For more information on pulmonary medicine or to schedule an appointment, call 410-550-LUNG (5864) or visit hopkinsmedicine.org/pulmonary.
Stay Ahead of COPD
COPD is almost always caused by smoking. Other risk factors include family history and living or working in areas with poor air quality. The most important things you can do to prevent COPD include:
- Not smoking.
- Avoiding secondhand smoke, as well as any area with poor air quality.
- Talking to your doctor about spirometry testing, especially if you have these other risk factors. You’ll be able to learn about your lung function and catch any lung capacity issues early.
Johns Hopkins Awarded $2.1 Million to Improve Post-Hospital Care for COPD
The Johns Hopkins Armstrong Institute for Patient Safety and Quality has been awarded $2.1 million to develop, implement and study a program that better supports people with COPD following hospitalization.
Many with COPD are hospitalized or treated in the emergency department due to sudden, serious worsening of symptoms, known as exacerbations, which cause difficulty breathing. Too often, they are never asked whether they need help at home before they’re discharged, and never told what symptoms to monitor in order to prevent subsequent hospitalizations. Therefore, they wind up back in the hospital shortly after.
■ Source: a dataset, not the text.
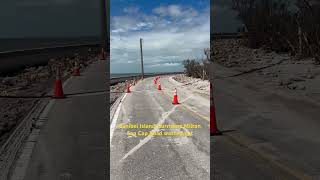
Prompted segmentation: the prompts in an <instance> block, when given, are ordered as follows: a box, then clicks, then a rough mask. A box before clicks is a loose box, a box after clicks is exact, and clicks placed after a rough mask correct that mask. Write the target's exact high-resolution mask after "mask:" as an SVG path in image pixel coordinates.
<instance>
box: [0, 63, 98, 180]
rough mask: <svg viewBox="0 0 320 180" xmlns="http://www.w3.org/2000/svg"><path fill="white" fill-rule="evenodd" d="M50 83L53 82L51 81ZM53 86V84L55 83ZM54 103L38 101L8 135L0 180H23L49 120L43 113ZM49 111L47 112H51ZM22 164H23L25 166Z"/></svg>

The research program will focus on those hospitalized at Johns Hopkins Bayview Medical Center for COPD exacerbations. These patients and their families/caregivers will receive education on COPD, symptoms to look for and self-management skills during their time in the hospital, and will get repeat calls or home visits from a nurse case manager in the three months following their hospitalization. They also will be connected with community-based resources, such as transportation services enabling them to attend follow-up medical appointments.
Hanan Aboumatar, M.D.,MPH, principal investigator for the research program, explains, “The goal is to develop ways to advance the patient’s and their loved ones’ capacity to handle their illness and provide the tools and support they need.”